The reality is, the sale of vegan products will increase when vegan claims are held accountable to the same level of care as gluten-free claims and Kosher claims, especially considering the facts that more than 20% of the world is allergic to lactose, and 41% of packaged products are Kosher certified. “We live in a consumer driven world and the demand for vegan products is what will drive the corporate culture. If that many allergic and Kosher customers can support the cause by purchasing vegan certified products because they are vegan, in that moment by default, that means ethical vegans are also accomplishing their goal of existing in a more compassionate plant-based world.  “The key is making vegan options accessible and applicable to the masses, not just the animal activists,” says attorney Kranz.

BeVeg vegan certification requires factory controls to be in place to ensure no animal residue is left so there can be “free from” animal claims on products, just like there can be gluten-free and Kosher certifications performed at a shared facility. “There shouldn’t be sloppiness in vegan claim handling, as we legally pen ‘vegan’ into the law to mean free from animal material and demand no animal exploitation. A vegan claim must be able to be relied on by the ethical vegan, or the momentary vegan (seeking a free from animal claim because of allergies or Kosher law). By expanding the vegan marketplace to cater to all possible people seeking vegan assurances, we are making it easier for the world to transition to plant-based.

Penetrate Corporate Culture and Hold Supply Chains Accountable. 

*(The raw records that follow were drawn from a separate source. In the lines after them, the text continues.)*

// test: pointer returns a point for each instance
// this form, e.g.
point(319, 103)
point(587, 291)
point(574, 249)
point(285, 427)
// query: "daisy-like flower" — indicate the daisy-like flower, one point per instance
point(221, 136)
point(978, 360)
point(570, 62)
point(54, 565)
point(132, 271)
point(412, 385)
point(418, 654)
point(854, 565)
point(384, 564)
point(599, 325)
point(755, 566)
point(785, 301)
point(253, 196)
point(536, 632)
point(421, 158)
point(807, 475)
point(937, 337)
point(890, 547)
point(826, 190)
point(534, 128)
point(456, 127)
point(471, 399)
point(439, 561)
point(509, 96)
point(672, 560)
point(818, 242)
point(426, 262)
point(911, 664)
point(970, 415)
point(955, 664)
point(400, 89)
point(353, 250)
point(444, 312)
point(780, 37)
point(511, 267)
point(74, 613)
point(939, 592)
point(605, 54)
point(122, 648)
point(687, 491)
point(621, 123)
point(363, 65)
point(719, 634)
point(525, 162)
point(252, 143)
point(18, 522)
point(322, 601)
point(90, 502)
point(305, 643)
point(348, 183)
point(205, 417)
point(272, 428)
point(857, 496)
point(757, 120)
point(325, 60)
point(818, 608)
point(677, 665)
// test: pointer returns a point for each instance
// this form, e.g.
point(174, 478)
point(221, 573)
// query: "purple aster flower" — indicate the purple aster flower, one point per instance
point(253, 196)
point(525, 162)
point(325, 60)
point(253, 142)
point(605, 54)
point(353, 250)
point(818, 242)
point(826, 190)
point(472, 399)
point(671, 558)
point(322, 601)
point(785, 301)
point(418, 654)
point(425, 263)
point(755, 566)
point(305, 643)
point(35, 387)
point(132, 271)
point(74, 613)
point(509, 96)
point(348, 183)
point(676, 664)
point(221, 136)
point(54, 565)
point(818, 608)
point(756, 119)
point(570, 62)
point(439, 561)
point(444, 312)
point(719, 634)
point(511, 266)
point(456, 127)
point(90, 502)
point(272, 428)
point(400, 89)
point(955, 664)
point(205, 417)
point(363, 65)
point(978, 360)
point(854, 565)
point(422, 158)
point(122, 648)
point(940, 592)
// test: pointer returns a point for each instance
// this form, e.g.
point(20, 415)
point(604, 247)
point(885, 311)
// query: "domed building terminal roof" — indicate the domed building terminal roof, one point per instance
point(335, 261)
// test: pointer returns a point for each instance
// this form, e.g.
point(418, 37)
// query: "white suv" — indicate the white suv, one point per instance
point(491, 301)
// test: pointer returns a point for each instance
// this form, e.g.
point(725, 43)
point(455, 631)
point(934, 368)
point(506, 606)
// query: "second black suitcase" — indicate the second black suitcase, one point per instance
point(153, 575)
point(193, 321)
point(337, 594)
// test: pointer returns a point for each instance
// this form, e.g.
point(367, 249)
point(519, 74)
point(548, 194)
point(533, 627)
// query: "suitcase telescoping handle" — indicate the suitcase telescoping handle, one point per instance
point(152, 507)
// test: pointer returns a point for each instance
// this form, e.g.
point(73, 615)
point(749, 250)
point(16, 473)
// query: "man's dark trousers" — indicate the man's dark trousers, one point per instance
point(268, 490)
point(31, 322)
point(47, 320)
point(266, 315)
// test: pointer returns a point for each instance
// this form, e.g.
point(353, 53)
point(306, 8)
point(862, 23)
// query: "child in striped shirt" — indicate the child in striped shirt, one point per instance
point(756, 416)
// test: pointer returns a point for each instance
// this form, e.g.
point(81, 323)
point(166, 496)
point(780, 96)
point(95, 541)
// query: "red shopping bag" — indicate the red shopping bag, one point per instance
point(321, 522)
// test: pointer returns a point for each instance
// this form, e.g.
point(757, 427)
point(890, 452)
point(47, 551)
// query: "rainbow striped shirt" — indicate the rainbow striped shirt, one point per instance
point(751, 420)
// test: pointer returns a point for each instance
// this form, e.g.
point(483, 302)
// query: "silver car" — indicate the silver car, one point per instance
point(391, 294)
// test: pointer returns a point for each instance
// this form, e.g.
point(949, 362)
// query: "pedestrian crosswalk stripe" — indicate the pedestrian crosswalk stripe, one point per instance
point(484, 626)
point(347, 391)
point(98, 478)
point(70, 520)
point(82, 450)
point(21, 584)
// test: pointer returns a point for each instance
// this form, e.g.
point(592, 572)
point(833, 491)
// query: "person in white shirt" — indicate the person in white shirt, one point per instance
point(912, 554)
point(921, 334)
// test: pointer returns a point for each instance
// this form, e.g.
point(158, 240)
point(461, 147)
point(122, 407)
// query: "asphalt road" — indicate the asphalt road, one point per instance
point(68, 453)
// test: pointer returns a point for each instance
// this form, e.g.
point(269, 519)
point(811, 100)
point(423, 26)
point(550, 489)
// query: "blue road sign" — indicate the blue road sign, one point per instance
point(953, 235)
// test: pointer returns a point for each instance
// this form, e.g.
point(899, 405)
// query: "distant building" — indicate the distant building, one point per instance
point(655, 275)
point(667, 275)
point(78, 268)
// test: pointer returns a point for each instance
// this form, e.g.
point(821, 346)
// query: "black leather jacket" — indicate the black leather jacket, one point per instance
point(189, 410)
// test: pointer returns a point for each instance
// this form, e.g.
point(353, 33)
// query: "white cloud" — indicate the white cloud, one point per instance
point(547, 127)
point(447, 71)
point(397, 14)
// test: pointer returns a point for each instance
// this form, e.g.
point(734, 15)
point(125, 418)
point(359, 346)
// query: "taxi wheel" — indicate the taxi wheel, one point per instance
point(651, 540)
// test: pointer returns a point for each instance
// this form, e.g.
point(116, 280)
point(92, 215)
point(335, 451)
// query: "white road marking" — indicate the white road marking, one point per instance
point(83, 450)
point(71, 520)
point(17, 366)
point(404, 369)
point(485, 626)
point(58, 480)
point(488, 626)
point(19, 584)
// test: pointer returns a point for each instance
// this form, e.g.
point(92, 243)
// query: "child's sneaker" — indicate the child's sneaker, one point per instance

Suppliers will change their practices for money and increased sales. If suppliers are forced to honor “free from” animal material vegan certified claims for a multitude of reasons that carry legal liability, they will resource ingredients and change systemic practices. Retail chains may not care about doing away with meat, but they do care about catering to the masses and legal liability. The way to pierce the corporate veil and penetrate the supply chain to get corporate culture to understand the gravity of loose vegan claims is by “focusing on consumer protection laws, protection from fraudulent claims, allergen controls, legal protection from vegan claims negligently asserted, and reducing the risk of expensive product recalls by focusing on food defense, food safety…ebola, e.coli, and other illnesses born of animal origin…. and consumer transparency,” says attorney Kranz.

….and that also saves a lot of animals.